Huge firms like PWC and KPMG have introduced social mobility targets to increase the representation of people in the company from lower socioeconomic backgrounds, and many organisations are moving away from traditional selection methods that look at grades and the school or university. Instead, they’re using contextualised recruitment tools and skills-based hiring to help identify and onboard the talent needed from a wider pool. 

Why is This Happening?

Business leaders are beginning to realise the strategic rationale for dismantling socioeconomic barriers. This endeavour goes a long way to helping with ESG objectives, and serves to mitigate skill deficiencies in a fiercely competitive global landscape. Fostering a diverse pool of talent is also known to be crucial to business’s bottom line and helps avoid groupthink. McKinsey & Company has shown that more diverse companies are 36% more profitable than their non-diverse peers. 

It’s becoming increasingly recognised that diversity needs to be looked at holistically, and intersectionality needs to be recognised.
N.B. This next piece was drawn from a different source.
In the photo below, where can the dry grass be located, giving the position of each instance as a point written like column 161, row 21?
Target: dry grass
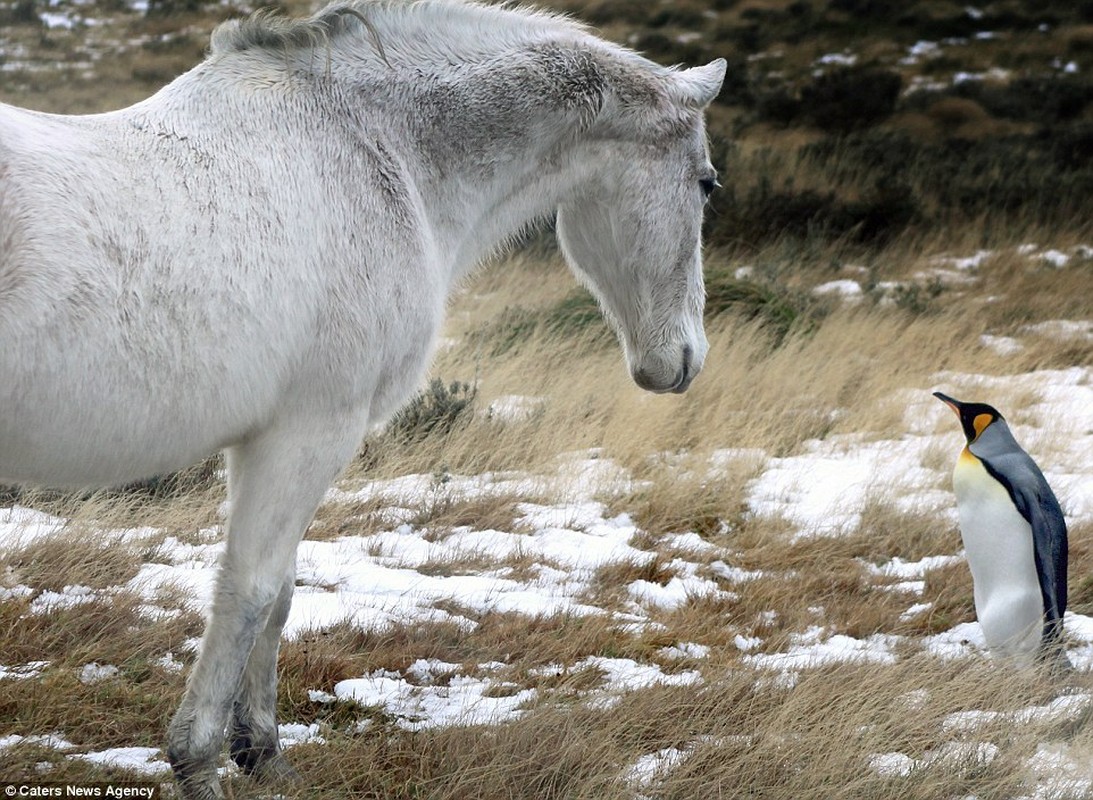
column 740, row 732
column 765, row 392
Socioeconomic background can also be a strand of diversity that helps some groups feel more able to engage in the ED&I conversation than was previously the case. 

There’s also growing regulatory pressure. The U.K. Financial Conduct Authority (FCA) recently released a consultation proposing that all regulated firms should gather data on the socioeconomic background of their employees. This is voluntary for now, but does show a clear direction of travel that the wisest leaders are getting ahead of the game on.

Taking Action 

Most importantly, action must be genuine—not performative. Outreach programmes and recruitment quotas alone can only really scratch the surface if they are not accompanied by cultural change. 

In most businesses, leaders need to go back to the root cause, and address the internal biases held around class and socioeconomic background. Human brains are wired to gravitate towards similarity—familiar people who have been seen being successful in these roles previously. This manifests quite clearly in recruitment, promotion, and even work allocation. Organisations need to acknowledge, reflect on, and question these biases. And have proper individual training that provides people with tools to challenge them. 

This internal introspection should be done in tandem with more organisational introspection, reflecting on the factors that enable bias across the entire employee timeline. Organisations can look at how recruitment, pay, promotions, and work allocation are all handled, and where more checks can be introduced to enable more equitable outcomes. 

2024 promises to be the year this topic finally rises to the forefront, and getting ahead of it will create opportunities for more talent to thrive. Those organisations that aren’t talking about and taking action to try and tackle this issue should know that their competitors probably are. 

Helen Dallimore is principal consultant at work behaviour and culture specialists Byrne Dean.